При всей подлости, беспределе, незаконности того, что происходило и что творили так называемые демократы, при всех призывах «раздавить гадину», даже при массовых убийствах, – как руководители Руцкой и Хасбулатов были хуже.
Способности первого были более чем убедительно продемонстрированы потом, во время его губернаторства в Курской области. Помнится, там практически исчезло малое предпринимательство; границу области было сразу видно на шоссе, потому что при пересечении этой границы пропадал придорожный бизнес – кафешки, ремонтные мастерские, – вся эта мелочевка, которая греет душу человека.
Что касается Хасбулатова, то при нем Россия могла бы прийти к прямой этнической диктатуре. Чеченских войн в их историческом виде, наверное, не было бы – ни первой, ни тем более второй, – но совершенно не факт, что этническая диктатура, которая могла возникнуть, была бы лучше.
Скорее, хуже.
Потому, к сожалению, поражение защитников Белого дома с исторической точки зрения было предопределено качеством самого Верховного Совета и тех, кто его возглавил.
Очень важно для понимания тех дней, что незаконность действий Ельцина тогда, в разгар иллюзий относительно правового государства, переживалась весьма остро. Это сейчас люди привычно говорят, что власть принадлежит бандитам и потому понятно и естественно, что ее представители ведут себя как бандиты.

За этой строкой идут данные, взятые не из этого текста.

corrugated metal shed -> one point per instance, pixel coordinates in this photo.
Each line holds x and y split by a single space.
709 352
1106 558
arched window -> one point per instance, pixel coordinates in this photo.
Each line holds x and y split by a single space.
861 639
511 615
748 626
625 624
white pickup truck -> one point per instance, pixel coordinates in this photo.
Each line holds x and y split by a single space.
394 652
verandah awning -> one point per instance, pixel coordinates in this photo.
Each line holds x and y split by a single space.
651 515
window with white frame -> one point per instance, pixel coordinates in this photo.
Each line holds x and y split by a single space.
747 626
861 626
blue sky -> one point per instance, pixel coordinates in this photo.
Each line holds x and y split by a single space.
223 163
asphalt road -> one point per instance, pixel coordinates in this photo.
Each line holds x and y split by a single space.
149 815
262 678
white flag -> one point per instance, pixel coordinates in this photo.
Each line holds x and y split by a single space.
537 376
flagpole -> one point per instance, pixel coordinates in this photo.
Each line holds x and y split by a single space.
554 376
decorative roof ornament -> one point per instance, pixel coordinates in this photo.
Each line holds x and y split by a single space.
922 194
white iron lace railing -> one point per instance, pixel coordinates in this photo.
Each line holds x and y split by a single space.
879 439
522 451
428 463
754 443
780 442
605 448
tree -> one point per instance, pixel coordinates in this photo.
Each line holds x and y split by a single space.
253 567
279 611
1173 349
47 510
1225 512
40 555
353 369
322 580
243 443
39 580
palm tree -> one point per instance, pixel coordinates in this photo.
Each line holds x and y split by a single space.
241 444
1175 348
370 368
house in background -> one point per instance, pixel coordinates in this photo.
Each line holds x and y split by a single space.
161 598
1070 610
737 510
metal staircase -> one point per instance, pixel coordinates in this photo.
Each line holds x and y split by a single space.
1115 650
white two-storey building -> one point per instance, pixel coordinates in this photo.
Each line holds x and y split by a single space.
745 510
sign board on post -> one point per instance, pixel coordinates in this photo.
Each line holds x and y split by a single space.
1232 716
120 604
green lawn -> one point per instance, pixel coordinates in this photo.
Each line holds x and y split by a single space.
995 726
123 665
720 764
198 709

Но тогда недавние советские люди еще верили в демократию, в правовое государство, в закон. Обратите внимание: армия не поддержала Ельцина. Помнится, Грачев не раз и не два говорил, что воинские части в Москву уже идут и уже практически пришли, а ни один танк в тот момент из расположения воинских частей даже не двинулся. Насколько могу судить, Белый дом расстреливали сборные офицерские экипажи, но это были наемники.
Даже ближайшие советники Ельцина, за исключением некоторых особо фанатичных демократов, расстрела Белого дома в явной форме не поддержали. Этих советников отлавливали по личному распоряжению Ельцина специальные съемочные группы российского телевидения. Причина опалы С. Б. Станкевича, например, насколько можно судить с высоты прошедшего времени, заключается в том, что он сбежал в командировку, но его поймали в аэропорту, – и, будучи буквально прижат к стене камерой, он бесконечно долго, бестрепетно глядя в ее объектив, нес околесицу, из которой нельзя было понять ничего вообще. И Ельцин эту позицию понял правильно.

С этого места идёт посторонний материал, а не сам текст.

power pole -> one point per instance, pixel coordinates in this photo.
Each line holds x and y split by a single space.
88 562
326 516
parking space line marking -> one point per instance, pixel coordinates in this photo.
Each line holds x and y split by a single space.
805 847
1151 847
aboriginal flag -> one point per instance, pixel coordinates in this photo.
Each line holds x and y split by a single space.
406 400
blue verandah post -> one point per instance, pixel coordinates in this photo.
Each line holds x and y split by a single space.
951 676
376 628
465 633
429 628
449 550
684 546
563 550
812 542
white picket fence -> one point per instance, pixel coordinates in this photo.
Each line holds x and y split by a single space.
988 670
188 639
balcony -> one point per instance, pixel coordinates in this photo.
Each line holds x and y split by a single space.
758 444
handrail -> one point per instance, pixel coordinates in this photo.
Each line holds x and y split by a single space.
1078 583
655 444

А патриарх Алексий Второй практически достиг компромисса и начал переговоры, которые вполне бы привели к мирному урегулированию. 1 октября представители конфликтующих сторон даже договорились, что не будут осуществлять эскалации конфликта, и подписали соответствующую бумагу, но для организаторов-то конфликта мирный исход был недопустим, потому что тогда кризис переносился на весну, когда у Бориса Николаевича шансов уже не оставалось!
Нужно понимать суть дела – с формальной точки зрения действия Ельцина действительно были государственным переворотом. Вся дискуссия ведется (в той степени, когда она прерывает гнетущее эту тему стыдливое молчание) относительно того, оправдан он был или не оправдан, и сейчас уже ясно, что он не имел никакого юридического и морального оправдания.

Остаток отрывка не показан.